Sou um bule rachado, sou de barro e rechonchudo. Na barriga tenho uma pintura linda que me envolve de flores e corações. Sofri muito para ficar belo e reluzente quando me puseram num forno a altas temperaturas para ser cozido, mas ao ser admirado por tanta gente, valeu bem o sacrifício. Vi muitas disputas para me comprarem, mas levavam os meus irmãos gémeos. Um dia, deixaram-me cair e parti-me em dois. O lixo foi a minha casa.
Maria Jorge
 
Sou um bule rachado, sou, peça delicada que te aquece quando de mim precisas. Mas não é isso que te escrevo. Queria dizer-te: faltou-me o guião. Tantas conversas, depois do dia se fazer noite... Falei mais comigo, sem partilhar dúvidas, calando receios. Se tivesse um guião meu, saberia fazer escolhas; outras escolhas, outros chás. Saberia que o tempo e as mãos desgastam. Sou um bule rachado, com medo de palavras inventadas. Não podiam ter-me escrito um guião?
Manuela Ferrer


Sou um bule rachado, sou mais um desses equilibristas do quotidiano. Sou dos que nos anos setenta me cria elefante por mor da tromba -que era farta - e agora, rachado, me encontro vertendo líquidos por caminhos inesperados. Emigrei! Sirvo numa casa de Norfolk. Chego a pensar que sou mais amado que os filhos dos meus actuais donos. Mais ainda que dos precedentes: os estimáveis governos portugueses... Apesar do pingo, por defeito de fabrico, gostam de mim...
Anónimo, blogue


Sou um bule rachado. Sou lindo, rosas me decoram, tornando-me delicado, singelo e sensível.
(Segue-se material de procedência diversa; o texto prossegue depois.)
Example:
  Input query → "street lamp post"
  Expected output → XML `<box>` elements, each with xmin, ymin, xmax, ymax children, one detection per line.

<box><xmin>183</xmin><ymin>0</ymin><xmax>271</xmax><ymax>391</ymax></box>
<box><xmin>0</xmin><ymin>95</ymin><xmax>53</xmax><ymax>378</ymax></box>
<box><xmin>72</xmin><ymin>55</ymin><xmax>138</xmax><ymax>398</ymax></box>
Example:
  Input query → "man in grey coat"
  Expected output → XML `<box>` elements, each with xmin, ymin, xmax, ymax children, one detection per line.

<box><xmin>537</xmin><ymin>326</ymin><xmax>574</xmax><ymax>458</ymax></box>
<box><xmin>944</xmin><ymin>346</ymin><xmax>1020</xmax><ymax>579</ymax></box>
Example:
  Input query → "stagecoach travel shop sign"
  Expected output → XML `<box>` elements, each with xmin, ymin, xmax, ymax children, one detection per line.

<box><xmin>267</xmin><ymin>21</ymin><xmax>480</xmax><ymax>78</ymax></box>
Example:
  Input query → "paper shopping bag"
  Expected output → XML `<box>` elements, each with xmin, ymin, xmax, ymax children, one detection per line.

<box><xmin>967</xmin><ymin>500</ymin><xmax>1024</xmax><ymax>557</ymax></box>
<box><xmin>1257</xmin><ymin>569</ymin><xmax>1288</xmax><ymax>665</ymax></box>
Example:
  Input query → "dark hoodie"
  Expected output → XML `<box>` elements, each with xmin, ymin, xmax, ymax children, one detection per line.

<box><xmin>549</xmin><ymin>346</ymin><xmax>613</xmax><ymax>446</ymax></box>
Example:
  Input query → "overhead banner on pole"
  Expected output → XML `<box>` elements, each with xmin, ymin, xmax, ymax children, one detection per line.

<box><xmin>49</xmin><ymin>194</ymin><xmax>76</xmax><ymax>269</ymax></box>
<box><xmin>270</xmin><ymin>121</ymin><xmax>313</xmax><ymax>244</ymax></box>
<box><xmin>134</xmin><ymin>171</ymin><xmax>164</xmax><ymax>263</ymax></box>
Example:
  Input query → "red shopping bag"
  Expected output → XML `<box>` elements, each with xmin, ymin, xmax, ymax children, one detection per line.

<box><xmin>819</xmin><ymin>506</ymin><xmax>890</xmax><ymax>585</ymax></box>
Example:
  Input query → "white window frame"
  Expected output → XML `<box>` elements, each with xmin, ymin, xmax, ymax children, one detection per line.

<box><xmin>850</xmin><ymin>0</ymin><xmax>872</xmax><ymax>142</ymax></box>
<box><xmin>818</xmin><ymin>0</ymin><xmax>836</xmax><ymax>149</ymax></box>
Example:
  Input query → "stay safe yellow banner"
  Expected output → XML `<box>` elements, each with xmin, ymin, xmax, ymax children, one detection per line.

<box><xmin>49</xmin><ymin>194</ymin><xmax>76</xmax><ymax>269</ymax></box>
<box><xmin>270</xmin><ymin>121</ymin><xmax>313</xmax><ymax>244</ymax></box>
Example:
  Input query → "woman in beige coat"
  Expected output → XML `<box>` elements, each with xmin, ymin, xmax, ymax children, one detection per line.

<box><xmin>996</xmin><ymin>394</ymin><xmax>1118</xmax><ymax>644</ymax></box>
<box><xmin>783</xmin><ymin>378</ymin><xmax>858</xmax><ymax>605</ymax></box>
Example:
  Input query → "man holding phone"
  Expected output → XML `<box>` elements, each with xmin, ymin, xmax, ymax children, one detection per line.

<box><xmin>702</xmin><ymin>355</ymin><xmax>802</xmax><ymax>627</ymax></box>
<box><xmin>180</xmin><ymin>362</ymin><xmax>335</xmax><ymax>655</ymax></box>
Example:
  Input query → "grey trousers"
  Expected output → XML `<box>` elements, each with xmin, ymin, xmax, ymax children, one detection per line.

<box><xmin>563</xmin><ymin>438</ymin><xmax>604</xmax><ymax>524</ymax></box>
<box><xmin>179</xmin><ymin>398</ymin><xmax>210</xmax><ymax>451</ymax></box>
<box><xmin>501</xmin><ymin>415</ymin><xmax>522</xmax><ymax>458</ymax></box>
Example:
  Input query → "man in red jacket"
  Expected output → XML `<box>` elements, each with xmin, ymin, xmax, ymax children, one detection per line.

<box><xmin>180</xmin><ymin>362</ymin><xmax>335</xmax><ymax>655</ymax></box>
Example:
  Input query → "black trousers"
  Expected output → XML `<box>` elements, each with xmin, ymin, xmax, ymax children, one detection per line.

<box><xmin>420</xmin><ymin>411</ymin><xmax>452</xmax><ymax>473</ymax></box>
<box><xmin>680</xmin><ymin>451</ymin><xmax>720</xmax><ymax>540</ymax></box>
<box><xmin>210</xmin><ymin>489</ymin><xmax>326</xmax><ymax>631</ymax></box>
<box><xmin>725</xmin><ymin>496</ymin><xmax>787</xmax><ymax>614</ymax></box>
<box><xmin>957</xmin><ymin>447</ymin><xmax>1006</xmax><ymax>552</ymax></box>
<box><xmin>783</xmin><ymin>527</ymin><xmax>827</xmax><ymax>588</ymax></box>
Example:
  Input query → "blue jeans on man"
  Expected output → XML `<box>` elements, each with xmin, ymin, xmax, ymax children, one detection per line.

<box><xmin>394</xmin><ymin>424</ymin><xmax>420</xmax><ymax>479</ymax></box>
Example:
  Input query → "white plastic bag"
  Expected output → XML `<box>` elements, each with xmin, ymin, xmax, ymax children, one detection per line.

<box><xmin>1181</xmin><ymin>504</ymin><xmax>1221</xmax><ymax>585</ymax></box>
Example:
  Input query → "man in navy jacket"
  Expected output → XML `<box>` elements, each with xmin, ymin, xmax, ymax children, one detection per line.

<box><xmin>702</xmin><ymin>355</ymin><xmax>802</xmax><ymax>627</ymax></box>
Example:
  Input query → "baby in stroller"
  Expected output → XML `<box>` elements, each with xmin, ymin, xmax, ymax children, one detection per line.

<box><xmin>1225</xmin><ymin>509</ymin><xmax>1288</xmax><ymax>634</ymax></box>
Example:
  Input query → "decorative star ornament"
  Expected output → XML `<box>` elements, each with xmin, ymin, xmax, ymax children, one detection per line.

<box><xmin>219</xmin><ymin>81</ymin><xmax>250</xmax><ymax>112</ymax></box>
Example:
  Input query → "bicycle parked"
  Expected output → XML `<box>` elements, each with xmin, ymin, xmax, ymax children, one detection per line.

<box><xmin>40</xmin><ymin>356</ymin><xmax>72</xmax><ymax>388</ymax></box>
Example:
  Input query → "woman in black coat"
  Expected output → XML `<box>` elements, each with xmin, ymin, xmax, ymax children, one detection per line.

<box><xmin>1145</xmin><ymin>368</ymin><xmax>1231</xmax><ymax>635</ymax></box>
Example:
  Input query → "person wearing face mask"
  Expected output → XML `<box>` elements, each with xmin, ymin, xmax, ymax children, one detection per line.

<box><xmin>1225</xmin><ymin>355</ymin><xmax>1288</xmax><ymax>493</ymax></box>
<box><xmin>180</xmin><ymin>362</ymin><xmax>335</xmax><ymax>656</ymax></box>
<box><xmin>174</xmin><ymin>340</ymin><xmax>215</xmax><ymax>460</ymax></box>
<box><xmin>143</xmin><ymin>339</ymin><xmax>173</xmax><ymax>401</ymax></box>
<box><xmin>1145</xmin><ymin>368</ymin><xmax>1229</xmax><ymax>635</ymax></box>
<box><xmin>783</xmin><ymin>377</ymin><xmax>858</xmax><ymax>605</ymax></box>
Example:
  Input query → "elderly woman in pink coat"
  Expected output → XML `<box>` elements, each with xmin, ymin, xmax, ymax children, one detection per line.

Na mesa do chá, sempre cobiçado pelas amigas da minha casa.
Morava no armário junto com minhas primas xícaras e primos, pratinhos. Estávamos sempre juntos!
Um dia, o ambiente na mesa esquentou...
Coisas tristes começaram a ser ditas. Não combinavam com a refeição.
Não aguentava mais.
Fui-me indignando, parecia inflar.
Até que, sem mais nem menos, rachei.
Todos me olharam muito tristes! Parti!